En 2012, par exemple, il passe de l’Inde au Bangladesh, puis en Thaïlande, en Indonésie, saute par-dessus le Pacifique via Sydney pour atterrir au Chili et de là, en Argentine, en Equateur et au Costa Rica, avec à chaque étape, une visite ou carrément un séjour chez un acteur du commerce équitable ou du développement durable.

« C’est la seule manière que j’ai de rentabiliser mes voyages, explique-t-il. Les entreprises de commerce équitable ont généralement peu d’argent à consacrer à la production d’une vidéo. Je dois donc m’adapter et maximiser mes déplacements. » En 2011, Ronny  a créé Fair Trade Connection, une agence de communication (associative) spécialisée dans le commerce équitable, avec la production de vidéos et de contenu de médias sociaux, auquel s’ajoute un volet de formation à la communication. Ses clients sont aussi bien de petits producteurs que les grands réseaux de distribution (équitables, évidemment).

De Blankenberge à Chiangmai

Comment cet ancien étudiant en sciences économiques, spécialisé dans la coopération au développement, en est-il arrivé là, lui qui n’avait jamais touché une caméra avant de se lancer dans l’aventure ? A la sortie de ses études, il effectue un stage chez Oxfam-Magasins du Monde. On l’assigne à la campagne Vêtements propres, une campagne en faveur de l’amélioration des conditions de travail dans le secteur textile des pays en développement. « A la fin de mon stage, je voulais continuer à travailler chez Oxfam. Je suis donc devenu magasinier dans leur entrepôt. Puis, une opportunité s’est présentée : on m’a chargé de  préparer la conférence mondiale de WFTO de 2007 qui avait lieu à Blankenberge. »
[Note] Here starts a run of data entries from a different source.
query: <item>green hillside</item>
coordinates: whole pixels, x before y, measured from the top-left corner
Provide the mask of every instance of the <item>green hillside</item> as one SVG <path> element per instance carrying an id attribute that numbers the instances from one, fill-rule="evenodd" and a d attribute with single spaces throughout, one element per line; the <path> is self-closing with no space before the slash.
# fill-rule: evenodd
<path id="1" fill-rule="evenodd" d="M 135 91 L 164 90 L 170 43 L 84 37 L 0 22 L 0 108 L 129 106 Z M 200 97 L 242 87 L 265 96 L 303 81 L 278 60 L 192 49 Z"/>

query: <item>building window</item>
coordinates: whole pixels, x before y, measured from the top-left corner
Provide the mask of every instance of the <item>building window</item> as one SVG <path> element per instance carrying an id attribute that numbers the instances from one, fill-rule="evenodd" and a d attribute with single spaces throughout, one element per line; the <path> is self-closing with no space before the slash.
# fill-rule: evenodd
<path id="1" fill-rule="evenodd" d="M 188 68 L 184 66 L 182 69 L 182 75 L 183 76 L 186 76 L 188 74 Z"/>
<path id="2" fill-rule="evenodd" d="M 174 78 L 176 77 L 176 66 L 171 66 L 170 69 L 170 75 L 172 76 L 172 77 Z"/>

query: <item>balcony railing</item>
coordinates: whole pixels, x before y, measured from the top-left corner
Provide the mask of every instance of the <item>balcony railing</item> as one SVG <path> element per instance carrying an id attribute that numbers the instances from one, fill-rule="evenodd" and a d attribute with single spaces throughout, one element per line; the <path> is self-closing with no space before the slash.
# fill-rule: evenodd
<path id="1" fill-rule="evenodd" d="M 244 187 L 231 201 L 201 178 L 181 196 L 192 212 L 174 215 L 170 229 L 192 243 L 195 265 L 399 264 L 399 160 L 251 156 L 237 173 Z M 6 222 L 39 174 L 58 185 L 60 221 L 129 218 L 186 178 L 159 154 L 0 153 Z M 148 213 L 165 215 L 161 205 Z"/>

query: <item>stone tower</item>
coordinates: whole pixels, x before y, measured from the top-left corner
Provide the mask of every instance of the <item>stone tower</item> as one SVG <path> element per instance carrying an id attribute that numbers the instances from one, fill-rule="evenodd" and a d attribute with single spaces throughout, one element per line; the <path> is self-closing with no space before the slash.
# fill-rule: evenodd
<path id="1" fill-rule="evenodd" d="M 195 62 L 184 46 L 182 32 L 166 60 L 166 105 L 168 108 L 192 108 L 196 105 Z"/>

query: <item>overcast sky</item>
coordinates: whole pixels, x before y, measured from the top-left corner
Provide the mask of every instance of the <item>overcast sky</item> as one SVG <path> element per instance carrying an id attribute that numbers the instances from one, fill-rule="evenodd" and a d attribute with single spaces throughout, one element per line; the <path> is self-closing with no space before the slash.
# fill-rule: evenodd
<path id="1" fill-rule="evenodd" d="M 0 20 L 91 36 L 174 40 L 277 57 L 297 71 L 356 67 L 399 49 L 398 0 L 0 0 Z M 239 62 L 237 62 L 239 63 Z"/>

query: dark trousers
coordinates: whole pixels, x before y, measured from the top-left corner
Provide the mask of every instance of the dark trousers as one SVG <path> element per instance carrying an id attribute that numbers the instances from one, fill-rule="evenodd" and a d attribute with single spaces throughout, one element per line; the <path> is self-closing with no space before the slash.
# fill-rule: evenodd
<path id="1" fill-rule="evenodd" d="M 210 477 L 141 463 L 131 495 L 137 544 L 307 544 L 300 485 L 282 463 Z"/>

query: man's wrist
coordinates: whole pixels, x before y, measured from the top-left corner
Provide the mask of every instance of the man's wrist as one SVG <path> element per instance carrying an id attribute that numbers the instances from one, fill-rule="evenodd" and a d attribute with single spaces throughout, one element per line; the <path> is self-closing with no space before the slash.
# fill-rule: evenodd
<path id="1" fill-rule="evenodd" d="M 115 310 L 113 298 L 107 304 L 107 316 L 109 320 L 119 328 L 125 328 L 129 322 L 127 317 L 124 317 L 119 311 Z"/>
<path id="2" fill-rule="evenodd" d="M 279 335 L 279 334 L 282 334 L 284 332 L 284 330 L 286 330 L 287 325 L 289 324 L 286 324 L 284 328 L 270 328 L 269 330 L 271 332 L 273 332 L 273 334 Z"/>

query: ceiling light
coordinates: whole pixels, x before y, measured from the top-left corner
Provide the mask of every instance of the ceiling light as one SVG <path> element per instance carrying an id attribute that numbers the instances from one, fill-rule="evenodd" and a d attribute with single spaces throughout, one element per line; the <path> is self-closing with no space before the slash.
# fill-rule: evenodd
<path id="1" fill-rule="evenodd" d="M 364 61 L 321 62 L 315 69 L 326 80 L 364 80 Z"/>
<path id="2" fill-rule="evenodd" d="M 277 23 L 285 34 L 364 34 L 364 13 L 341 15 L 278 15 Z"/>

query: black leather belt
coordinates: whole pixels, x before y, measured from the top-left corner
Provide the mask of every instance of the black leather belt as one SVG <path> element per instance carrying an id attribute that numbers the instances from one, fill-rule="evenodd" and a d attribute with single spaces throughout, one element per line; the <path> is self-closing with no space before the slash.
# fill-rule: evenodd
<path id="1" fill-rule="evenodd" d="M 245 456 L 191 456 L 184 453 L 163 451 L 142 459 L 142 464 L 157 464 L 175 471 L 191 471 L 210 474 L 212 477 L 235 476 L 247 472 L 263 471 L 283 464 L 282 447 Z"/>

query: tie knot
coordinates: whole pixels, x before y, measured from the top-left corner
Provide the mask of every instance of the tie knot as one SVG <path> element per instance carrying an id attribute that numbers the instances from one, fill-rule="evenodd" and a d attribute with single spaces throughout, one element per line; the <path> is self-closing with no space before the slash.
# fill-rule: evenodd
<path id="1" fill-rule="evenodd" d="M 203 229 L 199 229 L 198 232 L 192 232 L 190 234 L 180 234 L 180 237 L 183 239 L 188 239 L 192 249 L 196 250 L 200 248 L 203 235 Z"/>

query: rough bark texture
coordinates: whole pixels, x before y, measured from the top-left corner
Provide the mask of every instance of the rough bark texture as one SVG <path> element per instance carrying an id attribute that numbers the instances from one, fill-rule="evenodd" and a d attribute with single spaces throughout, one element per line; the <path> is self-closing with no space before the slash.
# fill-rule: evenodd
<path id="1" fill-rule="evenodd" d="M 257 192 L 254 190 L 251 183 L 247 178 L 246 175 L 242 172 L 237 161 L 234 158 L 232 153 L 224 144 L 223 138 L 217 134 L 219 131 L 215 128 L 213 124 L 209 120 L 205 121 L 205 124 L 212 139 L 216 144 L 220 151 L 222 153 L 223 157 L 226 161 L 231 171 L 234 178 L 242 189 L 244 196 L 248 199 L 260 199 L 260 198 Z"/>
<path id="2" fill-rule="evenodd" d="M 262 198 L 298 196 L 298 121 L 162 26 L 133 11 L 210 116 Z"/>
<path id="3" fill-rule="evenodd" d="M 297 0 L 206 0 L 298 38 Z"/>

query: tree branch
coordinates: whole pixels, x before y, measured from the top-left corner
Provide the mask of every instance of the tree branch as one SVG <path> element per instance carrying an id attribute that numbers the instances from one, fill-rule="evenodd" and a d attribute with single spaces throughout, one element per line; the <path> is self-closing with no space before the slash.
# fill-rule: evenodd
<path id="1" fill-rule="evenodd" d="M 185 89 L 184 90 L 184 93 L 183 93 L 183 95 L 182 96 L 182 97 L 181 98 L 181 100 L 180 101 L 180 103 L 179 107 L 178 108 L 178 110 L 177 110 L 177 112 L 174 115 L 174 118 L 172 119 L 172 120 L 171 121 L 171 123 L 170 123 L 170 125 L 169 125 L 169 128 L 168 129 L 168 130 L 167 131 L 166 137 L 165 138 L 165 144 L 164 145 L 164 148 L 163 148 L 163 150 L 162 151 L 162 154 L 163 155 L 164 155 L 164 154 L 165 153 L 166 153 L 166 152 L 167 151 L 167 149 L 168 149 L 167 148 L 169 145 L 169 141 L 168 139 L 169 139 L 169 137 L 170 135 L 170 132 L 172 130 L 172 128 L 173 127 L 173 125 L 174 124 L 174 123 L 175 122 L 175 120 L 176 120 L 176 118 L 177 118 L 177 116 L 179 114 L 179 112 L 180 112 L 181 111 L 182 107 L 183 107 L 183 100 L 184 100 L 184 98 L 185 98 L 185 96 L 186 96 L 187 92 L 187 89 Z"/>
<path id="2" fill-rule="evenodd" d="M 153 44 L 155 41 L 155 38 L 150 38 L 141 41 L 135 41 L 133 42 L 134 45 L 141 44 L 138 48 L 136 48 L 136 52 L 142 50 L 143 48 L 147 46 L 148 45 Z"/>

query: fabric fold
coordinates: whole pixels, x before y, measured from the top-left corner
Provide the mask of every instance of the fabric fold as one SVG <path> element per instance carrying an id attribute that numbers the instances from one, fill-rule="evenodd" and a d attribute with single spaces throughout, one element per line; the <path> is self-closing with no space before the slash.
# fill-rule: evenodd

Décidé à rester dans le secteur, il mûrit longuement son projet. Il se dit que les petits producteurs ont également besoin de se vendre, de se mettre en avant, afin de pouvoir mieux convaincre les acheteurs. Avec un ami, il part en Thaïlande réaliser un film pilote sur Thai Tribal Crafts, une organisation qui procure du travail aux tribus – Mongs, entre autres – dans le nord du pays. Il apprend les techniques de tournage et de montage sur le tas. Une fois terminé, son film en main, il  retourne chez Oxfam-Magasins du Monde. Il leur propose de réaliser un tour du monde et de tourner des vidéos sur leurs fournisseurs. En 2011, l’ONG lui confie la réalisation de petits portraits de deux de ses principaux fournisseurs en Inde et d’autres contrats dans six pays différents.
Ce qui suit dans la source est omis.